Now, I’m told that parody is a hot genre in the UK right now. Driven by such titles as Barry Trotter and the Unauthorized Parody and The Soddit (another Adam Roberts product, as “ARRR Roberts”), the category has known a brief white-hot flash of popularity in 2004, and The McAtrix Derided rides squarely on the crest of that particular wave. I’ll leave it to other scholars to discuss the pop-cultural implications of such a parasitic phenomenon, but the bottom line for me is this: I’m such a whorishly undiscerning fan of THE MATRIX trilogy (despite my progressive disenchantment with the latter volumes) that any parody is all right with me.
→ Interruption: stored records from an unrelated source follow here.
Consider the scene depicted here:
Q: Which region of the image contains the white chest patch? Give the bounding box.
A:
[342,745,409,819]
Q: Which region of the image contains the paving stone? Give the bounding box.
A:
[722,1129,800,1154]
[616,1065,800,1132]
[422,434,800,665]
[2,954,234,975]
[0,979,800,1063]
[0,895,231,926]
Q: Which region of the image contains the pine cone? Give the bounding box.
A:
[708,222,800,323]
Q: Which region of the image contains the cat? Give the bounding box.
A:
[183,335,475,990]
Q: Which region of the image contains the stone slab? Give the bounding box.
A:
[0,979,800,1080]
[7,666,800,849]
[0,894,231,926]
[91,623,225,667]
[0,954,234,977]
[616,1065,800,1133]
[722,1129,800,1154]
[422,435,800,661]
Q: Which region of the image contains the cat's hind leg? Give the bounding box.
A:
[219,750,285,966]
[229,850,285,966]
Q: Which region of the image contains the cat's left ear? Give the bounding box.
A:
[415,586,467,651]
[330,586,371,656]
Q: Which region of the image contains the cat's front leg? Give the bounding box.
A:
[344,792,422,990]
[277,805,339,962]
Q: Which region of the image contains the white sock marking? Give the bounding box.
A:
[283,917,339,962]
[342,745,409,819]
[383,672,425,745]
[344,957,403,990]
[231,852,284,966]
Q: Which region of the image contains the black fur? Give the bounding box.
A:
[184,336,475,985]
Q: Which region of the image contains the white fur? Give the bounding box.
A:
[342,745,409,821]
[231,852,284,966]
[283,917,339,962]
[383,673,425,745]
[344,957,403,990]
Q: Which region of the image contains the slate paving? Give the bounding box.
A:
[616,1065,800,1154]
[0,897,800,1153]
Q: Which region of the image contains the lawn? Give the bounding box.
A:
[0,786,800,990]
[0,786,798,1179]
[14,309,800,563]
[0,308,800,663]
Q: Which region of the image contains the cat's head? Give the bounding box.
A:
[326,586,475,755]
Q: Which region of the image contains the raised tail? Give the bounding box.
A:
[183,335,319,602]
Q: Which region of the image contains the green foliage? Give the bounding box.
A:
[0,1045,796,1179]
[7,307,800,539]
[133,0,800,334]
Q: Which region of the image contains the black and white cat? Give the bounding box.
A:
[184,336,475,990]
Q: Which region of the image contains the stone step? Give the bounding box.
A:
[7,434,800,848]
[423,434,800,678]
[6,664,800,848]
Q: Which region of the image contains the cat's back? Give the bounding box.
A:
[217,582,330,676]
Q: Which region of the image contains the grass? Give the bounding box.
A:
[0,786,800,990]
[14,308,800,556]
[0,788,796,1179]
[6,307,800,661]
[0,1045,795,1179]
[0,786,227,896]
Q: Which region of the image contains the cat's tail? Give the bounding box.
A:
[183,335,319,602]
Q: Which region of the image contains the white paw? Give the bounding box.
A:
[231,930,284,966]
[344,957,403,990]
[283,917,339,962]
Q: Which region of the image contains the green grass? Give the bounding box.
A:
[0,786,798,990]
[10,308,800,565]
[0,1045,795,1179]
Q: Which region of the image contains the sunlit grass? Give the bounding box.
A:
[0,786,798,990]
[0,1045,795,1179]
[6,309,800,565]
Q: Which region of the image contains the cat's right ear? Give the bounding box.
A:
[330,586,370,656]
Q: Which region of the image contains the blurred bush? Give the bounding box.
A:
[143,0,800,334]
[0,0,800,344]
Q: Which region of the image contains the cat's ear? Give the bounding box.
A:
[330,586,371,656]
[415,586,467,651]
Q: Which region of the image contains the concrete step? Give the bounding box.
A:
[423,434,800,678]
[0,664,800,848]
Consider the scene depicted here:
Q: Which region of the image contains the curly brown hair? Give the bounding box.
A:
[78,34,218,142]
Certainly, The McAtrix Derided has the decency to use the usual tools of parodies: The thinly-disguised puns on characters’ names (here, “Nemo”, “Thinity”, “Smurpheus”, “The Frurnchman” and so on), the roughly-parallel plot structure, the silly alternate explanations, the gentle jabs at the source material’s plot holes and the affectionate take-down of the pop phenomenon surrounding the original work. It’s all quite amusing, especially if you’re ready to be amused. After all, parodies are usually as good as the amount of slack you’re willing to cut them.
The good news are that I was indeed quite amused by the whole book. It starts before even cracking open the covers of the book: As -I gather- is the case with other parodies, The McAtrix Derided comes in a tiny 6"x5"x1” hardcover scarcely bigger than my hand: if any book format can be called “cute”, this is it. Beyond the twin functions of cutting down on costs while making the thin narrative seem longer than it actually is (most pages contain less than 250 words!), it’s a format that, like most needlessly tiny objects, asks you to smile before you even start reading.
Given that this is a parody, a summary of the story is probably irrelevant. Suffice to say that as Gordon Everyman (Database Coordinator) discovers the hidden truth about his world, readers are asked to follow along the usual slight gags and silly comedy of an extended MAD-magazine satire. Particular highlight include “Gents” antagonists (as in “Oh no, a gent!”), a mad dancing sequence, perpetual befuddlement from Gordon/Nemo (which allows Roberts to poke holes into THE MATRIX’s most dubious assumptions) and a series of bonus pages treating the book as a DVD release (along with Author’s Commentary, Deleted Scenes, promotional offers, previews of other “Victor Gollum” videos and promotional trailers that had me laughing like an idiot.)
But the real treat comes late in the narrative: While most of the book is a parody of the first MATRIX film, the latter half touches upon the second film and then leaves the whole original trilogy behind for the conclusion. It’s not for nothing that the third part of the book is titled “The McAtrix Derrida’d”: It’s a clever conclusion that tones down the comedy and works both as a conclusion to the book and an alternate explanation for the original movie trilogy. Most interesting, and I say this despite the deliberately ambiguous conclusion. MATRIX fans will find here a reason to track down the book independent of the appeal of a parody.
The best part of The McAtrix Derided (why couldn’t they call it The Mactrix Derided?) is that it’s a product by a real SF author, and not simply a literary hack chosen at random: Roberts knows his science, likes THE MATRIX, understands the appeal of a good story and never lets his natural decency as a human being stop him from cramming another lame pun in the story. You have to respect that kind of commitment.